You're doing the overclock for more performance obviously but when stress testing you're trying to get it to fail so that's why you use the maximum amount of memory for bigger problem sizes. It's not about using specific memory sizes for optimum gflops. You're trying to stress test.
[email protected], 3.4 x 16 = 54.4GHz Theoretical maximum - what is this?
Sorry it is 54.4GFlops
Floating point operation (Flop) is the addition or multiplication of real numbers that can involve decimal fractions.
Modern processors involving SSE2 instructions in double-precision (64 bit) can perform 2 additions+2 multiplications per core in a cycle. So that is 4 Flops per core per cycle. So for a quad core that will be 16 Flops.
[email protected] means it is running 3.4billion cycles per second. Since quadcore cpu can perform 16Flops per cycle, we multiply that value with the no of cycles per second or cpu clock speed and in this case we end up with 16 x 3.4GHz = 54.4 billion Flops or 54.4GFlops or 54.4 billion Floating point operations per second.
Now 54.4 GFlops is the maximum output at 3.4Ghz.
However in real tests we can never achieve that value becaue of the hardware limitations such as ram latencies since IBT makes heavy use of ram.
As IBT involves solving system of linear simultaneous algebraic equations by means of Gaussian elimination method which I studied during my engineering degree; they involve multiplications and additions hence the Flops involved.
In IBT test we use RAM to store those equations which will be processed by cpu and result will be outputted in tems of GFLops. Sure using more ram means more equations will be stored and solved and hence the test will be longer and cpu will be under stress for greater duration.
However with low GFlops, cpu is carrying out less multiplications and additions on the equations per second. This means that cpu is performing at slower rate and hence the coretemps will also be lower. When the cpu is running slower, it's processing power is less hence in real world usage it will be able to pass IBT on lower vcore.
When cpu is performing closer to it's theoretical maximum, it is processing at greater speed. When it is doing so, it will also be releasing more heat. If your cpu cooler isn't good enough temps will hit the roof and you will fail the test. It will also require more vcore to stabilise.
So IBT can be looked at in 2 ways:
1) More ram places cpu under more loading time hence cpu is more stressed
2) Higher GFlops values means cpu processes/executes equations at faster rate and this will also be putting cpu under heavy stress.

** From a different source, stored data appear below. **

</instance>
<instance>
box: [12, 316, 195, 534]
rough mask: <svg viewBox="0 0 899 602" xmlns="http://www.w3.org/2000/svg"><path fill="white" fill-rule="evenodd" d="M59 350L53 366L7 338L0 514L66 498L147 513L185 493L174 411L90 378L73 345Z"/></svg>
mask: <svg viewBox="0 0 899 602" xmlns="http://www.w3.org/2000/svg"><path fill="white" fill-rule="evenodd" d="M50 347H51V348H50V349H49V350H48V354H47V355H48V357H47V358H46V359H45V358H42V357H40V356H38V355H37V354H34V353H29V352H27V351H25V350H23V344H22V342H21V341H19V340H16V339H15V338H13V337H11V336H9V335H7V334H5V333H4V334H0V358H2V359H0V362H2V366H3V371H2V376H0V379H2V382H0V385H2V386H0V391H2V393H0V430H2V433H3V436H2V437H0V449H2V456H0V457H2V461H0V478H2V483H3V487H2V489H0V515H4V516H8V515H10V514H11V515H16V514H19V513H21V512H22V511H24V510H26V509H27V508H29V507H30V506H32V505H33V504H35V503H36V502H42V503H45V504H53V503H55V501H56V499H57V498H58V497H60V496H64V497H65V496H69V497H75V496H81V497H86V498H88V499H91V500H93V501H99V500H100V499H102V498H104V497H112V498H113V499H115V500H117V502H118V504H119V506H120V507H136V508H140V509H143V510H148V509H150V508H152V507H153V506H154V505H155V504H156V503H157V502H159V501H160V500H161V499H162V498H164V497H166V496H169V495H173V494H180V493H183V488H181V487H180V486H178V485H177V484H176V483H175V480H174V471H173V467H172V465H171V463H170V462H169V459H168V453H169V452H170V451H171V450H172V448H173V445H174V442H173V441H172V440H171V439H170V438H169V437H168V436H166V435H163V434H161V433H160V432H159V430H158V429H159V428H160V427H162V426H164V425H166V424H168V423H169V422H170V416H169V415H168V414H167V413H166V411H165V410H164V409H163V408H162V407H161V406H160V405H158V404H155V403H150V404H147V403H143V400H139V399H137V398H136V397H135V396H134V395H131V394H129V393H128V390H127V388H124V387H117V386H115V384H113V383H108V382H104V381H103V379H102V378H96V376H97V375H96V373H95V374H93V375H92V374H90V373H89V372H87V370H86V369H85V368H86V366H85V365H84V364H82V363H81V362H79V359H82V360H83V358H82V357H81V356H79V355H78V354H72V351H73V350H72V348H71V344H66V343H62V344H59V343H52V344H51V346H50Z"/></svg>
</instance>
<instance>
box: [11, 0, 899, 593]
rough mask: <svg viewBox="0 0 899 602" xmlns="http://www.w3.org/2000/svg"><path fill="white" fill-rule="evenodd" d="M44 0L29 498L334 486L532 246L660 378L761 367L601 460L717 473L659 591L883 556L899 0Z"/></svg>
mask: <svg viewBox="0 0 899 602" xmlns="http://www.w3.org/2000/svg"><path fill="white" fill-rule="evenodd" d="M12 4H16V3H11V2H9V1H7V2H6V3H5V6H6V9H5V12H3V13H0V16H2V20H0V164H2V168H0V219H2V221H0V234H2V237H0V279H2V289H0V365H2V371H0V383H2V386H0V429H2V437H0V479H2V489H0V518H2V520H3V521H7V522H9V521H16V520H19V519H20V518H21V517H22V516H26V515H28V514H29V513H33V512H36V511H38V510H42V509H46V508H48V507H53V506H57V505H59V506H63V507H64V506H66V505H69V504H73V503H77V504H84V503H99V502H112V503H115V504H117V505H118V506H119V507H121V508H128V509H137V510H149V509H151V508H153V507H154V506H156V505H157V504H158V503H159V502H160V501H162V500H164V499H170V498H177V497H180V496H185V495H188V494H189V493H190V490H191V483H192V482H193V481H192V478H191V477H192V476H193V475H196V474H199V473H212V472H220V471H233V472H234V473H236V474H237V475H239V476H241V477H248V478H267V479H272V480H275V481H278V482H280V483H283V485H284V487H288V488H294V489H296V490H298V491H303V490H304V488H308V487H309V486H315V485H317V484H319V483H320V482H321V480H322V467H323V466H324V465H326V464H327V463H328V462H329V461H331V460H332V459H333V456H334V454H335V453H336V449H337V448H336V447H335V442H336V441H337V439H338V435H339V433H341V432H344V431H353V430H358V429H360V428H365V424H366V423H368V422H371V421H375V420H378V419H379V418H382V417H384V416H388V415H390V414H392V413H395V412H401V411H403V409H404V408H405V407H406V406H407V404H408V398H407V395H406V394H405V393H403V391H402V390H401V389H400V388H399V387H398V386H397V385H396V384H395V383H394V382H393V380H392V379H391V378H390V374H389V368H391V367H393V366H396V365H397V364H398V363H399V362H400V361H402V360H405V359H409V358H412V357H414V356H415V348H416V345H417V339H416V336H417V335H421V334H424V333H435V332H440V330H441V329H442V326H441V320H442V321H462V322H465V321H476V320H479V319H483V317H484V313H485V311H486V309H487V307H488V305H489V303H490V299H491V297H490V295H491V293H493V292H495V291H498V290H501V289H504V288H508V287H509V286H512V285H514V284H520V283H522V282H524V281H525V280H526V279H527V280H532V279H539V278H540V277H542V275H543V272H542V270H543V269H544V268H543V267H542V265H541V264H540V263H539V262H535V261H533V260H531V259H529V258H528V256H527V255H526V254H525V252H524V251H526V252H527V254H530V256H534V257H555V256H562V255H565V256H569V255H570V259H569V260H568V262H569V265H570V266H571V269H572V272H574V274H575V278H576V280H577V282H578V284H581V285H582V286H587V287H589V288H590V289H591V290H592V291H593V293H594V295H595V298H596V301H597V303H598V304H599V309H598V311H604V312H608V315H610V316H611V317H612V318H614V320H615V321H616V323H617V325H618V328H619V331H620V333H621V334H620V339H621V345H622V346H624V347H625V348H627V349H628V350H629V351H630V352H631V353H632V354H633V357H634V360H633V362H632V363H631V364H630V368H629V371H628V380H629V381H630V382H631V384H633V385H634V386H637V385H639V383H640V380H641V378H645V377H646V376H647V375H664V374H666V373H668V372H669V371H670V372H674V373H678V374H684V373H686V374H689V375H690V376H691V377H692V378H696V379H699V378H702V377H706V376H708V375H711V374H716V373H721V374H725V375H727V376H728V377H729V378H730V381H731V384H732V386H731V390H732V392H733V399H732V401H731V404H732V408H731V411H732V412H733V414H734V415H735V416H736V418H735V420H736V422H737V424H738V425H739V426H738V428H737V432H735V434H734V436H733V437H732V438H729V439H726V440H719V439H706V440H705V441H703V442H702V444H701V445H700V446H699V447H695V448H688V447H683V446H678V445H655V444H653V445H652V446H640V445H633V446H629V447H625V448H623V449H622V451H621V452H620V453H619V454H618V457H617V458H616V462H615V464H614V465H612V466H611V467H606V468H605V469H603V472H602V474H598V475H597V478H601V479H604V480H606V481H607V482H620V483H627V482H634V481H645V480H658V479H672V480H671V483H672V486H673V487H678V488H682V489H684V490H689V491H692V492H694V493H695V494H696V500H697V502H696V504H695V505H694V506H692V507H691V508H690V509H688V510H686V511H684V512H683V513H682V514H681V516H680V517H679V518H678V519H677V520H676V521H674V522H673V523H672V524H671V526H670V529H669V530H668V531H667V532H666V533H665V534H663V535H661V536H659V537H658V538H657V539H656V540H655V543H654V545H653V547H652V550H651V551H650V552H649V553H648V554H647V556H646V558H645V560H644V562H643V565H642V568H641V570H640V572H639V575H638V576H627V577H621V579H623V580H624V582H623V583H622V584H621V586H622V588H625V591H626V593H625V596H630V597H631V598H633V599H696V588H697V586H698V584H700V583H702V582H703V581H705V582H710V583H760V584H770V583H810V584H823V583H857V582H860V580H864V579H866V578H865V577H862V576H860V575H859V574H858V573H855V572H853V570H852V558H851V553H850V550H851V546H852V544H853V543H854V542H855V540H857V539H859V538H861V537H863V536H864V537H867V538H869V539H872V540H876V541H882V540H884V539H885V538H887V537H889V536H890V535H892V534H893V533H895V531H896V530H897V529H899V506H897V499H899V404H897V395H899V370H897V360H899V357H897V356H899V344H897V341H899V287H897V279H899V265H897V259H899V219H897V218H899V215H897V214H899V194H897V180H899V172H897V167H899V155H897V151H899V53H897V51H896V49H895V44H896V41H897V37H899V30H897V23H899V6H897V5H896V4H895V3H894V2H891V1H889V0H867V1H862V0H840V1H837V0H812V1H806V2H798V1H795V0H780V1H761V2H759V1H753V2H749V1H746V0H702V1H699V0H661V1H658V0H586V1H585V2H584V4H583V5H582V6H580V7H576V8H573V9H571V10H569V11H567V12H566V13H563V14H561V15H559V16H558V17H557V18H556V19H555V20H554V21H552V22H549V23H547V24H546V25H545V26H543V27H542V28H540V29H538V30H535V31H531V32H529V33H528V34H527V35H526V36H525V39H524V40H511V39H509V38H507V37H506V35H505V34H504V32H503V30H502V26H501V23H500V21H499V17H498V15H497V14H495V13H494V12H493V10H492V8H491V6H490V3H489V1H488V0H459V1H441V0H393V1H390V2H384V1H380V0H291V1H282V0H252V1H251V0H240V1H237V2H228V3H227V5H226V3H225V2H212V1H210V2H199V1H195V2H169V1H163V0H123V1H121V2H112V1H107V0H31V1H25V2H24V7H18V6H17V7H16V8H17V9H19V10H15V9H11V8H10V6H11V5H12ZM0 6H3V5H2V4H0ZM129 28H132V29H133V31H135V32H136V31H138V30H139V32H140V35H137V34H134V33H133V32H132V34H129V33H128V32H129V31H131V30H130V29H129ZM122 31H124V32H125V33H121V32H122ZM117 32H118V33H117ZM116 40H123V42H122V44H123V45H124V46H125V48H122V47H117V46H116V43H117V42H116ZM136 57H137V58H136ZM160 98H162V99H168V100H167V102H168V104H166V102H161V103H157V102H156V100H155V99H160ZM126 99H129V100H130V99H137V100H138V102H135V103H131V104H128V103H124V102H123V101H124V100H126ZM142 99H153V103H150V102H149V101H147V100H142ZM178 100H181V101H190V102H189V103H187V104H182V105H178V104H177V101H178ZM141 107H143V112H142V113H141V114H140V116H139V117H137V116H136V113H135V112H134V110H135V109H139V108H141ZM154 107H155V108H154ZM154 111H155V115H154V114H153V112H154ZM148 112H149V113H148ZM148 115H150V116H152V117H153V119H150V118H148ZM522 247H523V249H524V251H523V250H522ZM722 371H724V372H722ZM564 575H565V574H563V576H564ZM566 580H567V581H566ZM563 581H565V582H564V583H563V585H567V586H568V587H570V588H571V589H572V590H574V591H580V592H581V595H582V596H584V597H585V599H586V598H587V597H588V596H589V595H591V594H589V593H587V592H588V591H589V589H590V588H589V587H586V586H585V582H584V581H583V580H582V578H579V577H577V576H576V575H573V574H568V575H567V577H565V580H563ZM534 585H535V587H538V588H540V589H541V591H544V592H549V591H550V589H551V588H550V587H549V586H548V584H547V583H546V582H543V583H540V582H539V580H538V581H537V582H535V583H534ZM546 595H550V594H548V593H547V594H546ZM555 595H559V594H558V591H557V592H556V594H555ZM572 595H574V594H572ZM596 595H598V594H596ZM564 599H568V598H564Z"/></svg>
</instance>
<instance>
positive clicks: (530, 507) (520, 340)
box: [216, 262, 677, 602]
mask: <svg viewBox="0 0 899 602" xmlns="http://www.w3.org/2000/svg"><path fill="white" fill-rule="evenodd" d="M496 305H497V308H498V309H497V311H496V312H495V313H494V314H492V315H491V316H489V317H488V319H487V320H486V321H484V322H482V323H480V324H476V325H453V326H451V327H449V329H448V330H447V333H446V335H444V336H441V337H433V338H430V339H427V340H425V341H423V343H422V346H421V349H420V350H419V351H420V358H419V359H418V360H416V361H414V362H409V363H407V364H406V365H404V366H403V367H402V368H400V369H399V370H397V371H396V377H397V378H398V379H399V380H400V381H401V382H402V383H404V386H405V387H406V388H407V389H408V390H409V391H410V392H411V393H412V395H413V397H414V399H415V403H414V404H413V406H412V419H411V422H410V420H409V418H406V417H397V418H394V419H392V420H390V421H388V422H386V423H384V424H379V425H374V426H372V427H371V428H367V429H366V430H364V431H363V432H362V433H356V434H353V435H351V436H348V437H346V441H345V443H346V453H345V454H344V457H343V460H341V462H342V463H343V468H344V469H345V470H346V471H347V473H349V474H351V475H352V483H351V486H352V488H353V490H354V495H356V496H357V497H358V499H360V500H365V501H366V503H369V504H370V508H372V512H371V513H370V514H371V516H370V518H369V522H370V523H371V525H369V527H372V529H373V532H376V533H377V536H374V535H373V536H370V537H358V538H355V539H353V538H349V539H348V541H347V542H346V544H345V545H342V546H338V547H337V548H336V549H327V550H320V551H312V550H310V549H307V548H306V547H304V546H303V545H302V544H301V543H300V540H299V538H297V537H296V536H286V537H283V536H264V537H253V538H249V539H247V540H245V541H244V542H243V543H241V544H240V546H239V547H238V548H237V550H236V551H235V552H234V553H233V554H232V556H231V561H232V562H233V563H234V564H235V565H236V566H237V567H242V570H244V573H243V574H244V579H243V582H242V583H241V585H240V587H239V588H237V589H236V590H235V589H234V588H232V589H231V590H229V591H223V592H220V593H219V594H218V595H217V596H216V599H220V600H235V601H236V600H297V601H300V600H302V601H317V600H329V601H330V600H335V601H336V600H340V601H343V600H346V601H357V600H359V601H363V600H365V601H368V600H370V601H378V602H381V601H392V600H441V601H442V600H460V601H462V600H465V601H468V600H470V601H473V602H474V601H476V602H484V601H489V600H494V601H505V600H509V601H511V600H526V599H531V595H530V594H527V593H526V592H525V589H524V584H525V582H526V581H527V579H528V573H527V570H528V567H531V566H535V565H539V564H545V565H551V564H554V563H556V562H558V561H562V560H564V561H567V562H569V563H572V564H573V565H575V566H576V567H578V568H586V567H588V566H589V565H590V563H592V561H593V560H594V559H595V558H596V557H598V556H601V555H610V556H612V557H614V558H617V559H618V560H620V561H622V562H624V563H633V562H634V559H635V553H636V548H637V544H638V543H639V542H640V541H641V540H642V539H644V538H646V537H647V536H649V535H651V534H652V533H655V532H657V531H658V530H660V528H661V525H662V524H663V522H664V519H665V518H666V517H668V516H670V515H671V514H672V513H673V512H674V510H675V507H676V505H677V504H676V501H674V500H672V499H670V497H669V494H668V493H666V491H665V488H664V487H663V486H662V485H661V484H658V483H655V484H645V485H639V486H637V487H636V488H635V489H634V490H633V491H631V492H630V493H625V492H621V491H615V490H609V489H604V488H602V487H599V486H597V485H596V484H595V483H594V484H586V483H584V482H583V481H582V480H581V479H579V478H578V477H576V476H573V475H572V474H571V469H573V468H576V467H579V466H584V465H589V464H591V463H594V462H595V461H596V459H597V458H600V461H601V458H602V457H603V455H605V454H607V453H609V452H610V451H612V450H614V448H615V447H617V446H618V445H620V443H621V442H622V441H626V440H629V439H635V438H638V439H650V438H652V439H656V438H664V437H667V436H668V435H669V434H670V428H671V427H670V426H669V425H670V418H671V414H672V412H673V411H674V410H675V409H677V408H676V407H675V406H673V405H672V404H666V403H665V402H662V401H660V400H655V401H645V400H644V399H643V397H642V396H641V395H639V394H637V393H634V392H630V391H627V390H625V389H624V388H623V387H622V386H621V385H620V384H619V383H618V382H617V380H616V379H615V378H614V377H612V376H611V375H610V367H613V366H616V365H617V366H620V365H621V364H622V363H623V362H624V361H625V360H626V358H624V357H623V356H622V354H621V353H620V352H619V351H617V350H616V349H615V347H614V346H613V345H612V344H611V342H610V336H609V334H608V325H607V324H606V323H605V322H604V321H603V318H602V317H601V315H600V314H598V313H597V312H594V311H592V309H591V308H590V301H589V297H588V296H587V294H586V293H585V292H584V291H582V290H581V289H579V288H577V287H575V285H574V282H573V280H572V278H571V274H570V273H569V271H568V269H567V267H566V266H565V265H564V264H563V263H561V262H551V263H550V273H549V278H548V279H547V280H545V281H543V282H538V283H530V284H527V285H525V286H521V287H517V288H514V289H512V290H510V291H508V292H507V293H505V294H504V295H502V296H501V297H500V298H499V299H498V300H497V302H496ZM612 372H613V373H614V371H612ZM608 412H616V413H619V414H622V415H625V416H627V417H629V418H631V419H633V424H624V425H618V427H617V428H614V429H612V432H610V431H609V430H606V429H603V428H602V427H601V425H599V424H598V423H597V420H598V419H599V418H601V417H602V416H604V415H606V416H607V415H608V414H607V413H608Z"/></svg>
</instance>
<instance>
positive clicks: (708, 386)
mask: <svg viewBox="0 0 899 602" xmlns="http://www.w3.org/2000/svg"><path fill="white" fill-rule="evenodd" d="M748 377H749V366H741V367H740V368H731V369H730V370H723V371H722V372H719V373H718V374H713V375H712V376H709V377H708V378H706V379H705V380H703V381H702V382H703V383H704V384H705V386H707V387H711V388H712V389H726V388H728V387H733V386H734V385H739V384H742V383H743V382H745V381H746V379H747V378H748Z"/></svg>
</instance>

Imho higher GFlops values beat higher amount of ram when stressing cpu.
A cpu can pass IBT test with large amount of ram at lower GFlops values but it will fail in a test with smaller amount of ram at higher GFlops values
. This is what I have found from my own experience using IBT
.
Here is the article on running LinPack by Perspolis (original author) which I have posted several times and is very good for understanding on how to run LinPack (Linx/IBT).
http://www.overclock.net/intel-cpus/645392-how-run-linpack-stress-test-linx.html
And here is the intel data sheet of GFlops for cpus at stock speed. If you carry out the calculation as mentioned above you will find that intel GFlops values agree
.
http://www.intel.com/support/processors/sb/cs-023143.htm#3